For the next three months, this blog will track my university course ‘Irrationality and Foreign Policy Decision Making’, with a post each week on the subject of that week’s class. The aim will be to analyze what makes politicians act in what seem to be irrational ways in their dealings with other countries.
Is irrationality a bad thing? That depends in part on how you define rationality. For the purpose of this post, I will limit myself to a definition which relates to process. A rational decision, according to this definition, is one reached on the basis of evidence rather than faith or emotion, and one for which the evidence has been weighed against several hypotheses to determine which best fits it. This is called ‘analytical reasoning’, and it is the sort of rational decision making which is taught in business schools and military academies – don’t prejudge the answer, collect as much evidence as possible, compare it objectively to several possible courses of action, analyze the costs and benefits of each course, and then pick the option which has the best cost-benefit ratio.
The reason for teaching businessmen and military officers to reason in this way is that it supposedly leads to the best results. It seems obvious that it should: after all, a better informed, properly reasoned plan of action should be better than a snap judgement. In his 1989 book Crucial Decisions: Leadership in Policymaking and Crisis Management Irving L. Janis argued that when political leaders use analytical decision making, they make better decisions. For instance, the Bay of Pigs fiasco in 1961 was a product of poor decision making processes in the American government, with President Kennedy failing to consult widely, consider alternatives, or analyze the likely outcome of his plan. By contrast, Kennedy succeeded in navigating the Cuban Missile Crisis precisely because he did use analytical reasoning.

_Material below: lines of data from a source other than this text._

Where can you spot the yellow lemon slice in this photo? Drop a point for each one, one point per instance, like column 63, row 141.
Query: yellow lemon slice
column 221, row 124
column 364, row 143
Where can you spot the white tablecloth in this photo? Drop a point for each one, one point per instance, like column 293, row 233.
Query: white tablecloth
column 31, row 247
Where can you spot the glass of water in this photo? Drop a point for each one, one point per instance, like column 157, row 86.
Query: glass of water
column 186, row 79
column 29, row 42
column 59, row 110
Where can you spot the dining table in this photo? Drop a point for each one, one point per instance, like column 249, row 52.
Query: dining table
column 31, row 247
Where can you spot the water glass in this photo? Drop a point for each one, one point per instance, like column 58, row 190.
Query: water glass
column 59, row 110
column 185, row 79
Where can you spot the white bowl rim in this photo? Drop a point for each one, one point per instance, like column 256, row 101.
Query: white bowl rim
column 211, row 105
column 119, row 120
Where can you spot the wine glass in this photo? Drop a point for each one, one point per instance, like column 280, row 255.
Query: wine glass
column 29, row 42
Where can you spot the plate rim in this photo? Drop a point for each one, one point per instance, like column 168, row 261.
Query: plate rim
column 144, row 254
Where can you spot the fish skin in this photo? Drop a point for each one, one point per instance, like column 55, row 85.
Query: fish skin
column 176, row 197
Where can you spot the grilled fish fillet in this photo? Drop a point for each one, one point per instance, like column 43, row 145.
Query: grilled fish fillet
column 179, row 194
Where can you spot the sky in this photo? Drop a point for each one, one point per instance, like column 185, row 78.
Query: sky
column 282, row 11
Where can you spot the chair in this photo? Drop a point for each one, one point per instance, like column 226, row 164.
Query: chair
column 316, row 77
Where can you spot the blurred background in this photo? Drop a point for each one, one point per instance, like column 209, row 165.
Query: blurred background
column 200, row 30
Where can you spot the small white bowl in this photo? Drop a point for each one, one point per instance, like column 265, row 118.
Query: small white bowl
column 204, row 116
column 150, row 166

Not everyone agrees with Janis, however. In class this week, we shall discuss Gary Klein’s 2011 book Streetlights and Shadows: Searching for the Keys to Adaptive Decision Making. Klein points out that experts rarely use analytical decision making. While data is important in making good decisions, the expert only needs a limited amount. Research suggests that anything beyond that actually undermines decision making. Horse racing experts, for instance, make better decisions about which horse will win a race if they have just four or five pieces of data about the horse and the race conditions than if they have many more. Also, good decision makers don’t actually consider lots of alternative courses of action. Generally, they consider only one or two. They follow not their reason but their ‘gut’, an instinct based on experience. The experienced fire fighter or pilot, facing a crisis, can act immediately and decisively, reasoning not analytically according to the model above but through analogy with his previous experience. Analytical reasoning, says Klein, has its place, but generally it isn’t the best way of doing things.
Is Janis or Klein right? It depends. The fire fighter encounters fires on a regular basis. He acquires enormous experience in a relatively predictable environment. He has numerous examples to compare to the one he is currently encountering. He also, quite probably, doesn’t have the time to engage in analytical decision making. Relying on his ‘gut’ may well be the best way to go.
That does not mean, however, that the same is true at the political level. Take, for instance, a finance minister tackling an economic recession: how many previous recessions has he experienced as finance minister? Given that these come around only once a decade or so, probably none. He doesn’t have the experience to rely on ‘gut’. Moreover, economics is a lot more complex than fire: one recession is not necessarily at all like another.
Now, take things to the level of international affairs. Some more routine matters, such as international trade, may resemble each other sufficiently for a politician to gain real experience in them, but such matters tend to be extremely technical and not easily subject to instinct. Meanwhile, serious international crises are never the same twice. How much experience do Western politicians have which is relevant to dealing with the crisis in Ukraine? Not a lot – there haven’t been any cases similar to the Russian takeover of Crimea, and none of the current Western leaders were in power the last time there was a war in Europe (twenty years ago in the Balkans). Lacking experience of their own to refer to, politicians who fail to engage in analytical reasoning have to fall back on historical analogy. Modern Russia is thus the Russian Empire or the Soviet Union; Putin is Stalin or Hitler, etc. The problem is not only that these analogies are faulty, but that policies based upon them fail to take into account the actual circumstances of the present day. The result is policies which fail to achieve their stated aims.
In short, politics isn’t fire fighting, and politicians are not fire fighters. Politicians simply aren’t experts in the way that other professionals are, or at least their expertise is in politics and not in making decisions on specific issues. Their decision making instincts are not reliable in the way those of other professionals may be. I remain unconvinced, therefore, that relying on those instincts is better than relying on reason.